Lesson 4 of 4 · Agent Skills Mastery: AI Coding Tools from Zero to Hero

Setting Up Your Agent Toolkit

reading15 min

Setting Up Your Agent Toolkit

Enough theory. Let us get your hands dirty. In this lesson, you will install the essential AI coding agent tools, authenticate them, run your first agent interaction, and have a clear roadmap for the rest of this course.

By the end of this lesson, you will have a working development environment with at least two AI coding agents ready to go.
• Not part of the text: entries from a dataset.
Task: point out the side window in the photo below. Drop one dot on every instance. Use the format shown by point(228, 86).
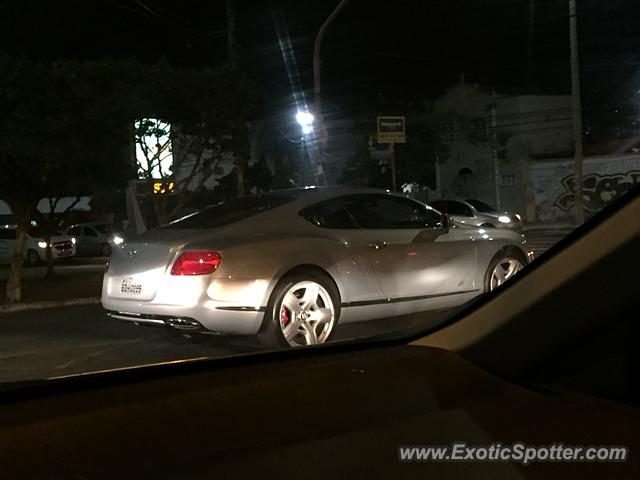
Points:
point(330, 214)
point(452, 208)
point(7, 234)
point(458, 208)
point(379, 211)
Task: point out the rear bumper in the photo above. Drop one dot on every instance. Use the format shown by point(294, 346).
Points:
point(233, 320)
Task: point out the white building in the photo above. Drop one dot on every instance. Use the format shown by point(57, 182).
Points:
point(492, 139)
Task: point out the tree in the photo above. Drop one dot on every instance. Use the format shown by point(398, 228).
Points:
point(62, 133)
point(260, 175)
point(200, 117)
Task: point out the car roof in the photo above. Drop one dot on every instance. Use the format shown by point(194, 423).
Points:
point(89, 224)
point(308, 196)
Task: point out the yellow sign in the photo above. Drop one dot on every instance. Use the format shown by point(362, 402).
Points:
point(163, 187)
point(391, 130)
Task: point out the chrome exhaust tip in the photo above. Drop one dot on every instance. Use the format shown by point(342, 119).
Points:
point(183, 323)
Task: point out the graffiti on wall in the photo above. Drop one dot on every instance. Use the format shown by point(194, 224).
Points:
point(597, 190)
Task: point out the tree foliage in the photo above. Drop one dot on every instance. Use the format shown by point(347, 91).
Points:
point(208, 110)
point(415, 159)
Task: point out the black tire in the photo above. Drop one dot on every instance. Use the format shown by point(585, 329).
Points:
point(105, 250)
point(270, 334)
point(31, 258)
point(508, 252)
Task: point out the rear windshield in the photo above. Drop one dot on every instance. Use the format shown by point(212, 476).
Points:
point(38, 232)
point(480, 206)
point(104, 229)
point(226, 213)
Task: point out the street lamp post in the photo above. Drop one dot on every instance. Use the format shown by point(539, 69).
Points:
point(316, 56)
point(317, 89)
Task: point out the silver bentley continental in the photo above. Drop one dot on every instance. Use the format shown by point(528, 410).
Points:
point(292, 266)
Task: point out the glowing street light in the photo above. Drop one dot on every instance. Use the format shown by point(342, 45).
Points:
point(305, 119)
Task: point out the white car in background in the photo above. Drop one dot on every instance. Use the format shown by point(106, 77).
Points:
point(94, 239)
point(62, 246)
point(475, 213)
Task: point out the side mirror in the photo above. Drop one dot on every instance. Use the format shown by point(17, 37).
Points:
point(445, 222)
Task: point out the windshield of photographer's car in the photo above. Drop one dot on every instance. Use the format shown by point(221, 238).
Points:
point(226, 213)
point(480, 206)
point(374, 166)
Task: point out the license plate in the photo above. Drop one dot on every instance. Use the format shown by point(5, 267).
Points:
point(129, 286)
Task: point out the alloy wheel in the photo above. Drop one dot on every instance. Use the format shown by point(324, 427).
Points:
point(306, 314)
point(503, 271)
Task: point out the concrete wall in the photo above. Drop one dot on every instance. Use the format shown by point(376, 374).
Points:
point(526, 126)
point(605, 178)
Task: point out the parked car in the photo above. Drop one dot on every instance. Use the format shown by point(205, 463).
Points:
point(94, 239)
point(292, 264)
point(62, 246)
point(478, 214)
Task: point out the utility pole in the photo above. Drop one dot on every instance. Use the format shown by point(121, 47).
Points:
point(530, 35)
point(392, 155)
point(232, 45)
point(577, 114)
point(317, 88)
point(232, 53)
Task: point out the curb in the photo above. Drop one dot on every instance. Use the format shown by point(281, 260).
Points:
point(20, 307)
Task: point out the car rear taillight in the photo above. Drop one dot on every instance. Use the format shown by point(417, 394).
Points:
point(197, 262)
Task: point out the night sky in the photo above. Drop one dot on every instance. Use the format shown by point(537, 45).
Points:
point(402, 49)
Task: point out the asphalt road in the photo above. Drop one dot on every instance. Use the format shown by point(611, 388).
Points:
point(56, 342)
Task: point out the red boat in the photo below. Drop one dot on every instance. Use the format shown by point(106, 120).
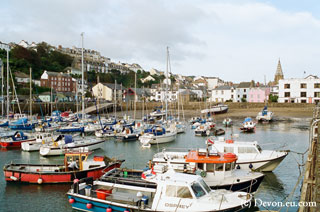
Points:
point(60, 173)
point(15, 140)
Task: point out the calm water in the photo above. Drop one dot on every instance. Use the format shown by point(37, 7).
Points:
point(275, 187)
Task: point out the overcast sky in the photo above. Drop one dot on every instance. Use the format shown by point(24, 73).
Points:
point(236, 40)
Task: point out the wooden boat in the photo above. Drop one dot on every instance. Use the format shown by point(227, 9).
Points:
point(14, 141)
point(166, 192)
point(60, 173)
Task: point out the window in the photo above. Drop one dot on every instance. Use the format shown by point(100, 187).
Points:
point(210, 167)
point(198, 190)
point(228, 149)
point(178, 191)
point(247, 150)
point(286, 94)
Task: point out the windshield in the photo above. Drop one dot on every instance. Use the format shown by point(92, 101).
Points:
point(205, 186)
point(197, 189)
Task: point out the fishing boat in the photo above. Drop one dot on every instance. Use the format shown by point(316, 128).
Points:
point(15, 140)
point(41, 139)
point(128, 134)
point(250, 155)
point(157, 135)
point(217, 109)
point(60, 173)
point(166, 192)
point(248, 125)
point(66, 142)
point(217, 169)
point(264, 115)
point(227, 122)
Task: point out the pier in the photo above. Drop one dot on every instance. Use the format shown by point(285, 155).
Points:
point(310, 191)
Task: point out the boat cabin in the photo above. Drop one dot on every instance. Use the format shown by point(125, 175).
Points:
point(75, 156)
point(229, 146)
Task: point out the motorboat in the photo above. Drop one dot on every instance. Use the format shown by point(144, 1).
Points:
point(15, 140)
point(66, 142)
point(217, 169)
point(166, 192)
point(264, 115)
point(248, 125)
point(217, 109)
point(250, 155)
point(60, 173)
point(227, 122)
point(158, 135)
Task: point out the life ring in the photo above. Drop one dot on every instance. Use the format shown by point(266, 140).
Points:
point(230, 155)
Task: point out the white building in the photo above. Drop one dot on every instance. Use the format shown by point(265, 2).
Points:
point(223, 93)
point(303, 90)
point(243, 91)
point(159, 96)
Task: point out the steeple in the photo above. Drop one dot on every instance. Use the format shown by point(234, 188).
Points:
point(279, 74)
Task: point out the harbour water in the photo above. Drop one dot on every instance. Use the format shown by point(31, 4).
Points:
point(276, 186)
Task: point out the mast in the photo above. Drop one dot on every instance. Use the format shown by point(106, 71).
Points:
point(166, 99)
point(2, 102)
point(82, 69)
point(30, 93)
point(135, 95)
point(8, 99)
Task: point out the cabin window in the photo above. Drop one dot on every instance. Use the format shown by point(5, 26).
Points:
point(197, 189)
point(219, 167)
point(178, 191)
point(228, 167)
point(247, 150)
point(200, 166)
point(210, 167)
point(205, 186)
point(228, 149)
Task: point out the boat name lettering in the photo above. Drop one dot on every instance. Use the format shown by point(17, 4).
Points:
point(174, 205)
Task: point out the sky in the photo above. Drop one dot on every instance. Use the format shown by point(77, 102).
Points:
point(235, 40)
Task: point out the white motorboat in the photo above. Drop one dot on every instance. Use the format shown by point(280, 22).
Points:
point(41, 139)
point(66, 142)
point(265, 115)
point(158, 135)
point(220, 108)
point(217, 169)
point(250, 155)
point(166, 192)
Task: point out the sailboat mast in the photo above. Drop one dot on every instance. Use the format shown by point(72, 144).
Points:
point(82, 69)
point(2, 102)
point(166, 99)
point(30, 93)
point(8, 99)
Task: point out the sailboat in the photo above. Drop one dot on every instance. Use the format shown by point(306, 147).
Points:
point(160, 134)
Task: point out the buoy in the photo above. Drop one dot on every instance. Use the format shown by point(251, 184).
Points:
point(89, 205)
point(39, 181)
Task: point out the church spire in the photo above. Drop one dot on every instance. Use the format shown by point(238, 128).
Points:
point(279, 74)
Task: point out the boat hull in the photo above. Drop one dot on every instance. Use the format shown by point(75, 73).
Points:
point(55, 177)
point(13, 144)
point(52, 151)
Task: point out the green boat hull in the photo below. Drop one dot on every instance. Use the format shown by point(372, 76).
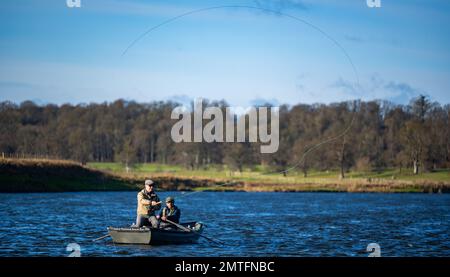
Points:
point(155, 236)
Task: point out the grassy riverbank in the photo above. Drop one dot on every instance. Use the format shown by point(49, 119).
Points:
point(257, 179)
point(25, 175)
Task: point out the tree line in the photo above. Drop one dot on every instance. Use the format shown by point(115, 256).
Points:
point(366, 136)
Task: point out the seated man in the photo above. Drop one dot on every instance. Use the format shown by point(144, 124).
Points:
point(170, 212)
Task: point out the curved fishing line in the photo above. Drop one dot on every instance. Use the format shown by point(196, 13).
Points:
point(336, 43)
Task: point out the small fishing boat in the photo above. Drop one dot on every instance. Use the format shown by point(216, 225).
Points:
point(154, 236)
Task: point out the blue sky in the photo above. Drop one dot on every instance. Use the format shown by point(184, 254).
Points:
point(50, 53)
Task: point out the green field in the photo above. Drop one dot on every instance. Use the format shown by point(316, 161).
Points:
point(33, 175)
point(259, 174)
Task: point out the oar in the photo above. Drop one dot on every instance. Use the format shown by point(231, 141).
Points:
point(102, 237)
point(189, 230)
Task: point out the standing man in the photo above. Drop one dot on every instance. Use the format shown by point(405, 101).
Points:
point(148, 203)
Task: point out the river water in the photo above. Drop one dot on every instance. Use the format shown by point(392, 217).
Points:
point(250, 224)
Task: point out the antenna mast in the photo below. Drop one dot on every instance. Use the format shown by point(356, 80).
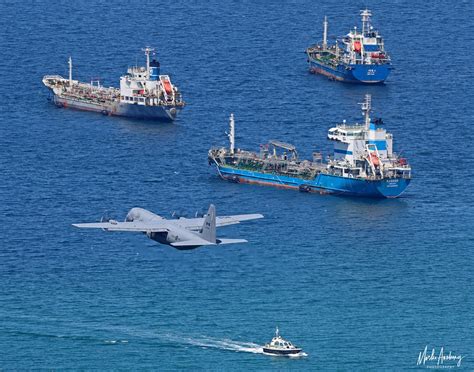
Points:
point(366, 108)
point(325, 33)
point(147, 51)
point(70, 71)
point(232, 134)
point(366, 14)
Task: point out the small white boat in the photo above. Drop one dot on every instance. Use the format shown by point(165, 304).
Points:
point(280, 346)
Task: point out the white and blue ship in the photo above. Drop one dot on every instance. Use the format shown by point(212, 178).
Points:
point(143, 93)
point(363, 163)
point(358, 57)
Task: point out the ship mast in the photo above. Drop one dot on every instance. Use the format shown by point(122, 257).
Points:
point(366, 108)
point(147, 51)
point(70, 71)
point(366, 14)
point(231, 134)
point(325, 33)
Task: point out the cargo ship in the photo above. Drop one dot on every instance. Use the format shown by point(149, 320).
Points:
point(143, 93)
point(363, 163)
point(361, 58)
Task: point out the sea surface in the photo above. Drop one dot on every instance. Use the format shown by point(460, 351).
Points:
point(360, 284)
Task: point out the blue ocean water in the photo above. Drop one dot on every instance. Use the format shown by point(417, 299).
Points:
point(359, 284)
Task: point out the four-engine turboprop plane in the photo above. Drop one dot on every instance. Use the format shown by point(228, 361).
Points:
point(183, 233)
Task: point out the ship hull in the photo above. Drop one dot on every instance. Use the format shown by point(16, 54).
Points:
point(359, 74)
point(323, 183)
point(158, 113)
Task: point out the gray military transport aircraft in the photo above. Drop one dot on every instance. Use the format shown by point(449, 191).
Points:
point(182, 233)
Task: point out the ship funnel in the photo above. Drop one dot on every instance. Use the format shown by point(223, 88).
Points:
point(154, 69)
point(366, 108)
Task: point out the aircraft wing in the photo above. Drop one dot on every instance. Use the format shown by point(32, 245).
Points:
point(195, 224)
point(124, 226)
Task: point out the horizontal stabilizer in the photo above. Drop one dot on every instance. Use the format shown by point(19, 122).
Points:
point(230, 241)
point(192, 243)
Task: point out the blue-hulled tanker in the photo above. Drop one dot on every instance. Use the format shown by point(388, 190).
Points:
point(144, 93)
point(363, 163)
point(361, 59)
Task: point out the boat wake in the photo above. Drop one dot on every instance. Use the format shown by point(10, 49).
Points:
point(222, 344)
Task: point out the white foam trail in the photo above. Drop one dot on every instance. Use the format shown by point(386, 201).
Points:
point(222, 344)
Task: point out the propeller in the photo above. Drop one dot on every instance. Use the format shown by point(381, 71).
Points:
point(199, 214)
point(177, 215)
point(106, 217)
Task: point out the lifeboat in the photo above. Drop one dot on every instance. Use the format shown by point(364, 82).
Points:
point(167, 86)
point(377, 55)
point(374, 159)
point(357, 46)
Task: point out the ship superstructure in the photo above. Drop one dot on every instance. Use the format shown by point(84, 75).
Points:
point(358, 57)
point(143, 93)
point(363, 163)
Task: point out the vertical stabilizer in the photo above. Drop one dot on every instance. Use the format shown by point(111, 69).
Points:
point(208, 231)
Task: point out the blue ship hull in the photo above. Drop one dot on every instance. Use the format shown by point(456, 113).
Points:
point(360, 74)
point(323, 183)
point(158, 113)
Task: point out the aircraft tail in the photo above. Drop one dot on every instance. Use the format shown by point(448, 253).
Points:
point(208, 231)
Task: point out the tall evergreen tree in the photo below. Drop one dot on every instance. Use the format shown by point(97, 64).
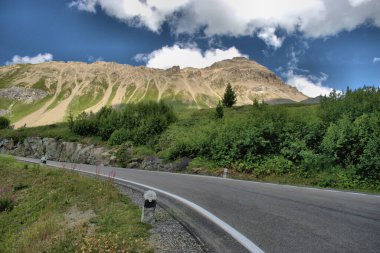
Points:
point(219, 111)
point(229, 98)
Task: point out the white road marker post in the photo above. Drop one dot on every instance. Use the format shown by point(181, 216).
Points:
point(225, 173)
point(149, 207)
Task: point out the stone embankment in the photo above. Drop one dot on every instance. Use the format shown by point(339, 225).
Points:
point(76, 152)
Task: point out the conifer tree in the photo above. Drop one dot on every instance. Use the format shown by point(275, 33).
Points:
point(219, 111)
point(229, 98)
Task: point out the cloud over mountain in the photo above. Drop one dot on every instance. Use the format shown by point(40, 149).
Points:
point(30, 59)
point(313, 18)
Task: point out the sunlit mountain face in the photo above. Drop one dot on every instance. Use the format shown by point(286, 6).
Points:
point(313, 45)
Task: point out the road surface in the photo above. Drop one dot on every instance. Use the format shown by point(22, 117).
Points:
point(277, 218)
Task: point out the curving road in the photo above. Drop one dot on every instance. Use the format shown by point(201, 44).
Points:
point(277, 218)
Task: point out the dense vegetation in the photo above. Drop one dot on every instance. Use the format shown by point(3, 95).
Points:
point(4, 123)
point(340, 138)
point(332, 144)
point(140, 123)
point(50, 210)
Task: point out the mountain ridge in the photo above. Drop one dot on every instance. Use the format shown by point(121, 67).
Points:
point(80, 86)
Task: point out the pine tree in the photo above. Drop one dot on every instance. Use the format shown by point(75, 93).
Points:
point(229, 98)
point(219, 111)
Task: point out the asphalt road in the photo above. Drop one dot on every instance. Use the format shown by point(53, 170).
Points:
point(277, 218)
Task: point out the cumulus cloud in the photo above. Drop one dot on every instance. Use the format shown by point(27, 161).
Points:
point(94, 59)
point(309, 85)
point(356, 3)
point(30, 59)
point(313, 18)
point(148, 13)
point(186, 56)
point(269, 36)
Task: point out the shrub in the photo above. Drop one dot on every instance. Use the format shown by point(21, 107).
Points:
point(120, 136)
point(124, 153)
point(141, 122)
point(4, 123)
point(276, 165)
point(6, 204)
point(229, 98)
point(219, 111)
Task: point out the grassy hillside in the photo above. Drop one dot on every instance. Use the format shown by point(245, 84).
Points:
point(335, 144)
point(50, 210)
point(75, 86)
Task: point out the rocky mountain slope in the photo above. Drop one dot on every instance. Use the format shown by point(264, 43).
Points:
point(48, 91)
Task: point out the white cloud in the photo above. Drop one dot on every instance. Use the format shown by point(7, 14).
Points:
point(269, 36)
point(149, 13)
point(310, 85)
point(186, 56)
point(28, 59)
point(313, 18)
point(94, 59)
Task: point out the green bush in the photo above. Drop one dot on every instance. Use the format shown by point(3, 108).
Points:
point(120, 136)
point(6, 204)
point(124, 153)
point(141, 122)
point(4, 123)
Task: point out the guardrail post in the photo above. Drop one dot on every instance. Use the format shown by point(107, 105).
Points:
point(225, 173)
point(148, 214)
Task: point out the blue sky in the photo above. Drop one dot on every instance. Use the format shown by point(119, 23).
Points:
point(314, 45)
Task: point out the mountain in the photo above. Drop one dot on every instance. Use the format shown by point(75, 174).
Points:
point(44, 93)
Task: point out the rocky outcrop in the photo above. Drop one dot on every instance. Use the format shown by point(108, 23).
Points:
point(63, 151)
point(101, 83)
point(157, 164)
point(4, 112)
point(57, 150)
point(23, 94)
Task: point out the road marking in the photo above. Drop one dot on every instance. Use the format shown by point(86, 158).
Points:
point(243, 240)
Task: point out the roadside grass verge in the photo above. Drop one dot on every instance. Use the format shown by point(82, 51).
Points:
point(51, 210)
point(331, 179)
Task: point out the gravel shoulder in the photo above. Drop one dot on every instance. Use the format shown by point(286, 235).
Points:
point(168, 235)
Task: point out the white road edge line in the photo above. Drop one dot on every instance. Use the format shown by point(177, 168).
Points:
point(248, 244)
point(243, 240)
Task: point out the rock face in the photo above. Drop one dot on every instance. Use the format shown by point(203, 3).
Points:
point(36, 147)
point(62, 151)
point(78, 86)
point(23, 94)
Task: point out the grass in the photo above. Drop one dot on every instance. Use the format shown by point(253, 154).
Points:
point(40, 84)
point(333, 179)
point(7, 79)
point(63, 211)
point(113, 94)
point(5, 102)
point(64, 93)
point(90, 98)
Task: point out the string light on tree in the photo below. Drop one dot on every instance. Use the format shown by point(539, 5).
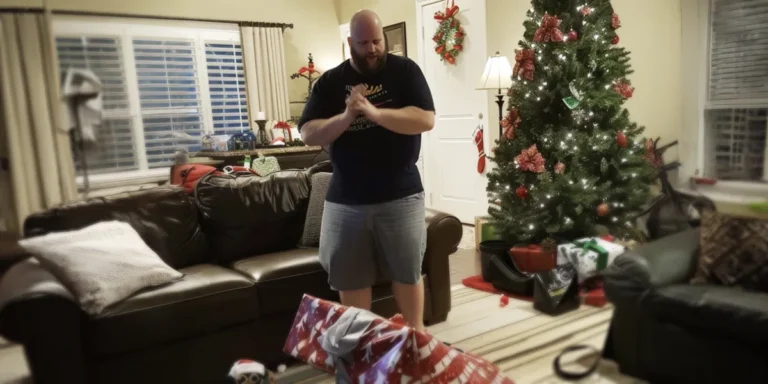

Step 1: Install Claude Code

Claude Code is the primary tool for this course. It is a terminal-based AI coding agent built by Anthropic that runs directly in your shell.

Installation Options

macOS (Homebrew -- recommended):

Bash
brew install claude-code

macOS / Linux (curl):

Bash
curl -fsSL https://claude.ai/install.sh | sh

Windows (WinGet):

powershell
winget install Anthropic.ClaudeCode

npm (all platforms):

Bash
npm install -g @anthropic-ai/claude-code

Verify the installation:

Bash
claude --version
# Should output something like: claude-code 1.x.x

Authentication

Claude Code needs an Anthropic account. You have several options:

Auth MethodBest ForCost
Claude Pro subscriptionIndividual developers$20/mo (includes generous usage)
Claude Max subscriptionHeavy users$100-200/mo (5-20x more usage)
Claude Team/EnterpriseTeams$30/mo per seat
API key (BYOK)Pay-per-useVariable (token-based)
Concept Card

To authenticate:

Bash
claude
# First run will open your browser for authentication
# Log in with your Anthropic account

If you want to use an API key instead:

Bash
export ANTHROPIC_API_KEY="sk-ant-your-key-here"
claude
Subscription vs API Key

For learning, the Claude Pro subscription ($20/mo) is the best value. It includes substantial Claude Code usage without worrying about per-token costs. API keys are better for CI/CD automation and scripting where you need precise cost control. You can switch between them at any time.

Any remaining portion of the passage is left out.